Ogni processo vitale, per l’epistemologo francese, è caratterizzato dalla contingenza, non da leggi naturali necessarie. Infatti, se il corso della natura fosse uniforme, non potrebbero manifestarsi nuovi caratteri nella sequela degli esseri viventi. Inoltre: «L’autocoscienza e la personalità non sono completamente spiegabili attraverso la chimica e la fisica; la volontà meno che mai» (p. XV). Tali tesi gnoseologiche, rendevano le indicazioni della scienza non paradigmatiche e, pertanto, il comportamento umano non era più esperito come vincolato ad esse. Infatti: «dalla descrizione della natura non può derivare la prescrizione per il comportamento di un essere naturale» (p. XVII). Alla luce di tali conclusioni, Sorel corregge in chiave volontarista il marxismo nella sua notissima opera, Riflessioni sulla violenza. In essa rigetta, inoltre, ogni prassi politica gradualista e riformista giungendo a leggere, nelle pagine de La religione d’oggi, in termini «positivi» l’apporto storico delle religioni. Per agire, gli uomini hanno a disposizione la morale: essa può essere o consuetudinaria o assoluta. In questo secondo caso, alle spalle dei principi etici, vi è la fede: «La fede è vita, azione, azione che tende a “dio”, a un dio vivente con il quale sia possibile un rapporto» (p. XVII). I saggi della silloge si confrontano con diversi aspetti del pensiero religioso.
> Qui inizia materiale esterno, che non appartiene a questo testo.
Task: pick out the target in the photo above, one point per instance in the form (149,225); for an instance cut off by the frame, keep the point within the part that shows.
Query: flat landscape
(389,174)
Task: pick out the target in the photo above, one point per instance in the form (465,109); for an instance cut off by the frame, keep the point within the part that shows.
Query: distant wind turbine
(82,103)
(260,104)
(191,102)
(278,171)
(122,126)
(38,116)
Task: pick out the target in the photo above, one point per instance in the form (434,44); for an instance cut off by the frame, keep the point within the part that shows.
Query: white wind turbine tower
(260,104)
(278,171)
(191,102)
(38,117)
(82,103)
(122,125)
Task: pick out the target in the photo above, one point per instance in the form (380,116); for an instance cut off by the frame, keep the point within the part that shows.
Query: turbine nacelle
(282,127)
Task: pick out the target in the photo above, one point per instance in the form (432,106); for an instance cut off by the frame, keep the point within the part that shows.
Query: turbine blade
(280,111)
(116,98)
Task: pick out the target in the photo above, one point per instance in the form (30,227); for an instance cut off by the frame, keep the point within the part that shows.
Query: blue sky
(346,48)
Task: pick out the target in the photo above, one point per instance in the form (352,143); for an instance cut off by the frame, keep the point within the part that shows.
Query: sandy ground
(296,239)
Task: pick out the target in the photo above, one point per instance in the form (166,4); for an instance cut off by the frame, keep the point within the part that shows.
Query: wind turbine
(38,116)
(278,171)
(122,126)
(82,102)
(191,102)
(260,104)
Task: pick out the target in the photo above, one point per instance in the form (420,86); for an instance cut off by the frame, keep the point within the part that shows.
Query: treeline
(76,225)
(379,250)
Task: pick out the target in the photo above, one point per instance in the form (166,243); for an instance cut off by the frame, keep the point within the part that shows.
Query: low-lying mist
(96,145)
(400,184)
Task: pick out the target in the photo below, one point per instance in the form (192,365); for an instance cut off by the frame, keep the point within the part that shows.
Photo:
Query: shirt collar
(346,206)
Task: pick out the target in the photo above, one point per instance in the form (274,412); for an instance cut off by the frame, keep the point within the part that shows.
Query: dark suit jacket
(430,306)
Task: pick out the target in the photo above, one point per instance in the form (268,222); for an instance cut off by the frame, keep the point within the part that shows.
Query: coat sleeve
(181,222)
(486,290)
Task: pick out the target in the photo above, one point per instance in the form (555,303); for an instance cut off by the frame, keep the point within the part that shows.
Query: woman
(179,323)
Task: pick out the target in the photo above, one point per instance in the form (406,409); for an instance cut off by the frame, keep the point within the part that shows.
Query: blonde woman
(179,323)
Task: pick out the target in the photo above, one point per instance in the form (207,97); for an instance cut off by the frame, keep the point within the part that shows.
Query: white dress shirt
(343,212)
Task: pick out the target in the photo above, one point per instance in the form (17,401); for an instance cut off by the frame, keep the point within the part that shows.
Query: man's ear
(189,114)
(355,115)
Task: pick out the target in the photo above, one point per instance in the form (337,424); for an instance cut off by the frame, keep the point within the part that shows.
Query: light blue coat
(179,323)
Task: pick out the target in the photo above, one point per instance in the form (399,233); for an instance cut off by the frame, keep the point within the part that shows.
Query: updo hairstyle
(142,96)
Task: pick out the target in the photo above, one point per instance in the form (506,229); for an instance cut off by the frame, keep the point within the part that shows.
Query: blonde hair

Essi nacquero, infatti, dalle sollecitazioni teoriche suscitate dal diffondersi del movimento modernista, i cui rappresentanti erano assi presenti nel vivace dibattito culturale francese. Del resto, non erano mancate altre risposte a tali sollecitazioni. Si pensi, nell’ambito dell’ebraismo, agli scritti di Martin Buber, oppure, a quelli, di diverso orientamento, di Georg Simmel.

   Per Sorel, la linea modernista in Francia era sorta al seguito delle tesi di Ernest Renan e del filosofo Eduard Hartmann. I due pensatori ritenevano che l’indebolimento dogmatico della fede, avrebbe portato al sorgere di una religiosità più autentica, interiore. Si sarebbe trattato di vivere davvero, testimoniandola concretamente negli atti di vita, l’esperienza religiosa. Ciò avrebbe determinato la riduzione del numero dei fedeli, che si sarebbero però trasformati in autentici credenti. Sorel, che andava proponendo alle masse il mito dello sciopero generale, mostrò, pur con qualche ambiguità, interesse sincero verso tale possibile religione del futuro. A nostro parere fu ingenuo, le istanze moderniste all’interno della Chiesa, così come nella società, si rivelarono, in realtà, funzionali al pieno dispiegamento della Forma-Capitale, fattasi definitivamente mondo, decenni dopo, nel mitico Sessantotto. Allora il Padre, quale simbolo della Legge e della Tradizione, fu assassinato. Dal suo sangue sorse il regno della merce assoluta, nel quale ancora viviamo.